On Fri, Jan 8, 2016 at 3:15 PM, Andy Lutomirski <luto@...nel.org> wrote:
> +       /*
> +        * We mustn't be preempted or handle an IPI while reading and
> +        * writing CR3.  Preemption could switch mms and switch back, and
> +        * an IPI could call leave_mm.  Either of those could cause our
> +        * PCID to change asynchronously.
> +        */
> +       raw_local_irq_save(flags);
>         native_write_cr3(native_read_cr3());
> +       raw_local_irq_restore(flags);

This seems sad for two reasons:

 - it adds unnecessary overhead on non-pcid setups (32-bit being an
example of that)

 - on pcid setups, wouldn't invpcid_flush_single_context() be better?

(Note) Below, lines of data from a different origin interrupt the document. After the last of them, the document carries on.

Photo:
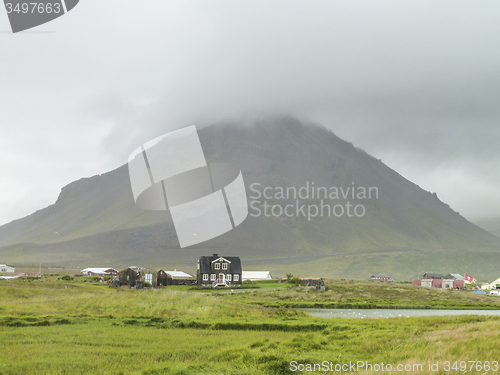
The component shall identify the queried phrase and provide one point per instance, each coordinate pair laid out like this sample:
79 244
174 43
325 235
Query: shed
99 272
128 276
432 275
381 277
163 278
447 284
426 283
6 269
218 270
454 276
178 274
149 276
256 275
458 284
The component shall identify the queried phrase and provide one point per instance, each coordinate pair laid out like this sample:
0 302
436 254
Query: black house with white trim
217 270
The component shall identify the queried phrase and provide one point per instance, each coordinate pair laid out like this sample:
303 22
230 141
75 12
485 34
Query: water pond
391 313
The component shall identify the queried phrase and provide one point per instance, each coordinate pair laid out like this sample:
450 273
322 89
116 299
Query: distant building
178 274
256 275
219 271
432 275
6 269
381 277
494 285
99 272
439 283
128 276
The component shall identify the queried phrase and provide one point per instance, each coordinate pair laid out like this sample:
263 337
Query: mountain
400 229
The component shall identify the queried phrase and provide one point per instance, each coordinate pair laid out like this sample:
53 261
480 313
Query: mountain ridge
95 219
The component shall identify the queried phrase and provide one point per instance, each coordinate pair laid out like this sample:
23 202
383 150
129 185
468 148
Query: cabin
381 277
432 275
6 269
99 272
217 271
147 276
454 276
163 278
128 276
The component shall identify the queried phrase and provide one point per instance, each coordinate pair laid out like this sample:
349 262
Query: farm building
216 271
432 275
163 278
381 277
178 274
256 275
494 285
6 269
99 272
147 276
454 276
128 276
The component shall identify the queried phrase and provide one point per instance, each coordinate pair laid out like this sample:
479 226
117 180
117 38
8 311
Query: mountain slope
405 230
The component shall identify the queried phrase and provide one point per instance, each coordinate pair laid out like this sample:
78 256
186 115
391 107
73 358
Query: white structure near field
256 275
6 269
491 286
99 272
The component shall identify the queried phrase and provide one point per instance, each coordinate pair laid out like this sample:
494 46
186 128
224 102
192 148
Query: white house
178 274
99 272
6 269
491 286
256 275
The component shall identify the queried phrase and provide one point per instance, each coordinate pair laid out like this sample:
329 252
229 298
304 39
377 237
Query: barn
163 278
256 275
381 277
6 269
128 276
99 272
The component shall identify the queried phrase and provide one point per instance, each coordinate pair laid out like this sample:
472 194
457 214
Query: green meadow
71 327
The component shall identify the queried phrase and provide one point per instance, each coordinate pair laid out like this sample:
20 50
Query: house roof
435 275
176 273
98 270
206 263
256 275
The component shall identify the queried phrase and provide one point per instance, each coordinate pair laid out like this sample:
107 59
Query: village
226 271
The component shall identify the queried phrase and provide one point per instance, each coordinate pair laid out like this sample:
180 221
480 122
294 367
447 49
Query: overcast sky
414 83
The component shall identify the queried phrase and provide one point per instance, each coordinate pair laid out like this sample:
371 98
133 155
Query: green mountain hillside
404 230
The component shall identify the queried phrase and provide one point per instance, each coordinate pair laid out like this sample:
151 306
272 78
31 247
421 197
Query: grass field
55 327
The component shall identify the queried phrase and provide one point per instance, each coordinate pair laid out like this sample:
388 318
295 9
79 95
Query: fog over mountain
397 228
415 83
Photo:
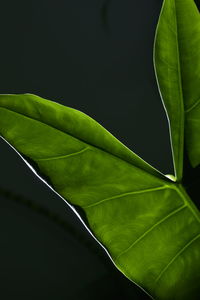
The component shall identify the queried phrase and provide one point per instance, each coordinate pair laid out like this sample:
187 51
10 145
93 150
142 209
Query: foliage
145 220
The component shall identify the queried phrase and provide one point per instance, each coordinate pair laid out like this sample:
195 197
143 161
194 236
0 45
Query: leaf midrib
163 180
181 112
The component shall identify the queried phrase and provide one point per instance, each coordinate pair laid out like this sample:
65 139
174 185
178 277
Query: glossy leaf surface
146 222
177 64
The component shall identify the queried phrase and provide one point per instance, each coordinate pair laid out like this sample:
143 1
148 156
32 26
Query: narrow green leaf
177 64
147 223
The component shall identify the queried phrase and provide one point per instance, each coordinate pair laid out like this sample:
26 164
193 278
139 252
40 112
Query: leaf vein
127 194
62 156
151 228
176 256
193 106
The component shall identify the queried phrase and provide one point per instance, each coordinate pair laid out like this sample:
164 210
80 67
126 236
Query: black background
95 56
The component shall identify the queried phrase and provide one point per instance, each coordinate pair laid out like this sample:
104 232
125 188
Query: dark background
95 56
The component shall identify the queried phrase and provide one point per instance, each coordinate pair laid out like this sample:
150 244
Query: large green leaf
177 64
146 222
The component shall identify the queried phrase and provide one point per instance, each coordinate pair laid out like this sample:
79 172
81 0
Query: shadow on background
95 56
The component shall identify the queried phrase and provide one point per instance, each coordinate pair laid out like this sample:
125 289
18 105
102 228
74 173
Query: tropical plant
145 220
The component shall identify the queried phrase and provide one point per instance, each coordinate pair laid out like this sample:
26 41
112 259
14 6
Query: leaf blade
127 209
177 65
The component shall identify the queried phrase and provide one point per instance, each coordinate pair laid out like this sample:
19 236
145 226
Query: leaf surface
147 224
177 65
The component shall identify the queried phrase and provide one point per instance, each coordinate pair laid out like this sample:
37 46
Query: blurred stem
57 220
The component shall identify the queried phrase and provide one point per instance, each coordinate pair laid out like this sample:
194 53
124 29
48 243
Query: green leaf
146 222
177 64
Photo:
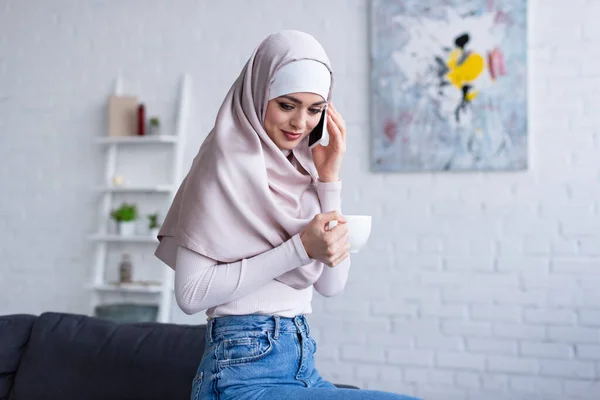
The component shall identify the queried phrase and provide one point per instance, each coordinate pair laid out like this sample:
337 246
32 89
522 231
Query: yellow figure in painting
462 70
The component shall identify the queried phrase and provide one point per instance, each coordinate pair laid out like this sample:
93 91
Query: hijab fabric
242 195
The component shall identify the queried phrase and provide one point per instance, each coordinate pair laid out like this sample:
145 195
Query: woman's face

So on the whole I hate it.

Why isn't this something like

        if (static_cpu_has_safe(X86_FEATURE_INVPCID)) {
                invpcid_flush_single_context();
                return;
        }
        native_write_cr3(native_read_cr3());

*without* any flag saving crud?

And yes, that means that we'd require X86_FEATURE_INVPCID in order to
use X86_FEATURE_PCID, but that seems fine.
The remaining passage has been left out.